Sagen wir mal so: Für jemanden, der sich intensiver mit den Forschungsergebnissen zur diplomatischen, militärischen und ökonomischen Vorgeschichte des Ersten Weltkrieges 1871/1914 beschäftigt, wirkt diese Aussage grotesk.
Wenn es eine Attraktivität als Bündnispartner für Rußland gab nach der fernöstlichen Katastrophe und der militärische Schwäche, dann 1905 (wie auch in der vorschnellen Unterschrift in Björkö sichtbar wird). Die letztlich unterlegene germanophile/anglophobe Fraktion der Militär/Diplomaten/Innenpolitiker in Rußland hat genau mit dieser Ratio argumentiert.
Wer trägt denn mit zweifelhaften diplomatischen Noten zum Ausbruch des Russisch-Japanischen Krieges bei, wie Du das selbst hier so virtuos darstellst? Wer ist denn nicht in der Lage, in diesem Krieg effektive Hilfe für Russland zu leisten? Wer nötigt Russland denn unter Ausnutzung der Kriegssituation ein dort äußerst unbeliebtes Handelsabkommen auf? Mit so ene fiese Möp soll Russland sich verbünden?

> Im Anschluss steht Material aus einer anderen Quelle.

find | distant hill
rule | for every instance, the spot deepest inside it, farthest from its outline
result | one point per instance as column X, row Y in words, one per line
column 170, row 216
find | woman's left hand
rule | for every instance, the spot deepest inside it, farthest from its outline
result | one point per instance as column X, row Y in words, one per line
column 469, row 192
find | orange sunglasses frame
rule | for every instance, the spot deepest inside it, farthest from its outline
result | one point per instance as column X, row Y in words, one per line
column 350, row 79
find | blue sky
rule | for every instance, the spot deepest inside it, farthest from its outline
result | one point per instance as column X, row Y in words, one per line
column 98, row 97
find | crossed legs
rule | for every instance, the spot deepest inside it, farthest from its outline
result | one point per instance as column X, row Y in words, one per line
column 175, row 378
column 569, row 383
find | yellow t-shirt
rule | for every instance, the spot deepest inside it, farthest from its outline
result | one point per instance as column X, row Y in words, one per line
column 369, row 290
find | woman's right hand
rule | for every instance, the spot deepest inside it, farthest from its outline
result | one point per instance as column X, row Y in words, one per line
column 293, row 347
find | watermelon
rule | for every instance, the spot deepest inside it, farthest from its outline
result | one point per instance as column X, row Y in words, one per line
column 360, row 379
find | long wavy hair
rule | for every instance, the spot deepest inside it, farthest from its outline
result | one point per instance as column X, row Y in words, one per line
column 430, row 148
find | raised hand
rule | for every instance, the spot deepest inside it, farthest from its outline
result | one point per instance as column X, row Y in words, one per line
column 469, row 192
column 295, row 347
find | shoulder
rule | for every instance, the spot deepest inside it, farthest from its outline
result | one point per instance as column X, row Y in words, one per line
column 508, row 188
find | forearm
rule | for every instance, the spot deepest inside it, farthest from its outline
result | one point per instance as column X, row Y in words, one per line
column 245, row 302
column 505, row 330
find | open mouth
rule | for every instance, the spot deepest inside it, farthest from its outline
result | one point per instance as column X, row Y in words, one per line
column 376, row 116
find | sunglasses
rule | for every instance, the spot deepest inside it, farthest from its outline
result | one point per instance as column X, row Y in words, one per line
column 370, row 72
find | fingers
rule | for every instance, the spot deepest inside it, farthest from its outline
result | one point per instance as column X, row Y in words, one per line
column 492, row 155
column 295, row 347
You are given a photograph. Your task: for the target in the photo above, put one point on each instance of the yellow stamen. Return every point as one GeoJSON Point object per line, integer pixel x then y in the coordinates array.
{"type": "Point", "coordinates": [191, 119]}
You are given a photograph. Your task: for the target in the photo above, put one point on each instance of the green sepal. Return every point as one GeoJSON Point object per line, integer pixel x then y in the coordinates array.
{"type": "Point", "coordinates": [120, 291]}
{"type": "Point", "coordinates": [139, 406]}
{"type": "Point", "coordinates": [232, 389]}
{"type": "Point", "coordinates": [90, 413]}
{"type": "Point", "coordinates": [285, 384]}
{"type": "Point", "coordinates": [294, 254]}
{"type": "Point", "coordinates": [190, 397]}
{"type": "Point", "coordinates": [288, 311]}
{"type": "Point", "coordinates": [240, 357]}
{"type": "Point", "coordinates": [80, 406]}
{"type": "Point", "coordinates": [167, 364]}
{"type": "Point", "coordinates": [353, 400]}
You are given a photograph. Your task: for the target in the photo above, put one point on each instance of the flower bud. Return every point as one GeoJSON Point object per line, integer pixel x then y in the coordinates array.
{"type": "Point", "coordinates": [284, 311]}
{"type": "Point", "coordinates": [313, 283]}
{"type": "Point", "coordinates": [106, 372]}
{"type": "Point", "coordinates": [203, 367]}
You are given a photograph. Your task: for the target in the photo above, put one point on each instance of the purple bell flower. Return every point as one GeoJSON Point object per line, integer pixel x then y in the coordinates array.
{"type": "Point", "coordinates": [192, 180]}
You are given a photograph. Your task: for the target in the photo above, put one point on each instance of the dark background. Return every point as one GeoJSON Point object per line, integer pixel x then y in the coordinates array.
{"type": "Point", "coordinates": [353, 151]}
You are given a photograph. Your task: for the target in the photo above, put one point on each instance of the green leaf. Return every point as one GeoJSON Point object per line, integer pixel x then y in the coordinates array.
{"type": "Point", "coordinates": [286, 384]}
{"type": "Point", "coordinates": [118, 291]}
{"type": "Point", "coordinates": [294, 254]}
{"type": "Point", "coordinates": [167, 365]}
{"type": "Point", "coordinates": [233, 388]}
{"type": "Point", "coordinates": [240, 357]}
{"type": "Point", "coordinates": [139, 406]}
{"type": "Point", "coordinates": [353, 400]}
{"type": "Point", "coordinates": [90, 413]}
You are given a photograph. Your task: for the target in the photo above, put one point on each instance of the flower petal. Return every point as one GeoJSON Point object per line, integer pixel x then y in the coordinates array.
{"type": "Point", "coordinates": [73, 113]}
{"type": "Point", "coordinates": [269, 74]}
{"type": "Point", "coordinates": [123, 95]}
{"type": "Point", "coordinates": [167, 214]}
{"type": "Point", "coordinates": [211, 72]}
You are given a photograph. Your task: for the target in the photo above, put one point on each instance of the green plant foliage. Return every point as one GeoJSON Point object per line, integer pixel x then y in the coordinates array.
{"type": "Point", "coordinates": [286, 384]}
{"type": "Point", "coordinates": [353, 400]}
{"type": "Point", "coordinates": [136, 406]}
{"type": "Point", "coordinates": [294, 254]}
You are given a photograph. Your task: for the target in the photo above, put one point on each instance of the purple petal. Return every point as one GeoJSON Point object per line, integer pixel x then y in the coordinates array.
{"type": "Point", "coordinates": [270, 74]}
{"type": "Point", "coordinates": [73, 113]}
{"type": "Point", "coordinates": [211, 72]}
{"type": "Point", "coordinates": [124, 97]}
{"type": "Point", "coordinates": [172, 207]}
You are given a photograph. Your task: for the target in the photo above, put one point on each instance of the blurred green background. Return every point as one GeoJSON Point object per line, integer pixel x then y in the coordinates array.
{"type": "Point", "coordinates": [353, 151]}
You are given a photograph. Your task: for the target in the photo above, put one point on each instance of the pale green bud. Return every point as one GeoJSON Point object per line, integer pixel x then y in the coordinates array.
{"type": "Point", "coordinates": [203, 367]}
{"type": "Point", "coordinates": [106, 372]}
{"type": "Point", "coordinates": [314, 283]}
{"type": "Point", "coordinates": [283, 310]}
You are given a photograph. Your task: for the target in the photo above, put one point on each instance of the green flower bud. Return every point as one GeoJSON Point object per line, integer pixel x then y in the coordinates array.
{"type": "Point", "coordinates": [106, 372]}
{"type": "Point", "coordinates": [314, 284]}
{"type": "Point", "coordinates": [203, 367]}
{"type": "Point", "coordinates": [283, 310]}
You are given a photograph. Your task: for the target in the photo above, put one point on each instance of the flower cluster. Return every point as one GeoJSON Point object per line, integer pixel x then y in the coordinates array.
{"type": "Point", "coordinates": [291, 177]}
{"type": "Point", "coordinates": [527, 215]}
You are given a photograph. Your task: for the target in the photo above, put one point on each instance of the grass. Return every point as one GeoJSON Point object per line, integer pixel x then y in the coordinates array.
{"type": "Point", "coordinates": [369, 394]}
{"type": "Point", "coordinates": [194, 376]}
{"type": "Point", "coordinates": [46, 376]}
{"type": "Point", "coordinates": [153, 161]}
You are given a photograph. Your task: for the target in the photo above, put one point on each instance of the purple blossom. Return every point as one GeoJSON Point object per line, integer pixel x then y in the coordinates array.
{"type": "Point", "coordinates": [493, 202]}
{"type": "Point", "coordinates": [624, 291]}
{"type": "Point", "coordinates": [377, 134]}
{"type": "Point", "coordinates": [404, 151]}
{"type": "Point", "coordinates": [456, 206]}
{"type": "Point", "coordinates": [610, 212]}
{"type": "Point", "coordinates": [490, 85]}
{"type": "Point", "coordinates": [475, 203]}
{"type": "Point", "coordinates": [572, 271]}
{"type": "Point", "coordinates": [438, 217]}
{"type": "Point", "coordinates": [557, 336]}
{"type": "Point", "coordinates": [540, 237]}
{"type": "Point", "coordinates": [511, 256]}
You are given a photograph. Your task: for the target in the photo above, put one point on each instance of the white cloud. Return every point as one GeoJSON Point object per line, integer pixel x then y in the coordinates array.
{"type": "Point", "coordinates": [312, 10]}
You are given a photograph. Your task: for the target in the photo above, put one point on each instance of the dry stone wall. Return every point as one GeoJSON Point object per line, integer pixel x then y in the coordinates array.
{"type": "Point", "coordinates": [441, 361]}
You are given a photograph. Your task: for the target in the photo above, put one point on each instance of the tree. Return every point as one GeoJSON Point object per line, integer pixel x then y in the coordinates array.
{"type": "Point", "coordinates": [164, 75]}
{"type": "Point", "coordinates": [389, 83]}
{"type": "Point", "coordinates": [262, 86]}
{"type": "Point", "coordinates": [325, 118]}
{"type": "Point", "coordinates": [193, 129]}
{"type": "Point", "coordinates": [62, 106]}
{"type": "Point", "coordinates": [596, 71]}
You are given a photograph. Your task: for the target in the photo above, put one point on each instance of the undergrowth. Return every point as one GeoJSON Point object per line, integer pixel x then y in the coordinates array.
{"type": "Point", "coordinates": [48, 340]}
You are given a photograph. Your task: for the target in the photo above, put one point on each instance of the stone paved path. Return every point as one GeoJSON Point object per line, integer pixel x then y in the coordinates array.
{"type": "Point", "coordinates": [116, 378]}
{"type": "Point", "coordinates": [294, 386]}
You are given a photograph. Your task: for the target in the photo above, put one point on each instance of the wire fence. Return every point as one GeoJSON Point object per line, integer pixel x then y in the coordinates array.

Kein Wunder unterlag die germanophile/anglophobe Fraktion.
Der Stand der Forschung ist der, dass es zur Koexistenz und Entspannung zwischen Großbritannien und dem Deutschen Reich in kolonial/imperialistischen Fragen nach 1904/14 gekommen ist.
Koloniale Expansion war für Deutschland zu dem Zeitpunkt schon längst nicht mehr drin, sieht man mal vom lächerlichen Ergebnis der Zweiten Marokkokrise ab, insofern konnten sich gar keine neuen Reibungspunkte mit Großbritannien ergeben. Die deutsche Flottenrüstung, die in Großbritannien zur Riesen-Bedrohung hochgeschrieben wurde, und die Krisen bis 1911, wo GB regelmäßig gegen D Partei nahm, zeigen, dass von Entspannung keine Rede sein kann.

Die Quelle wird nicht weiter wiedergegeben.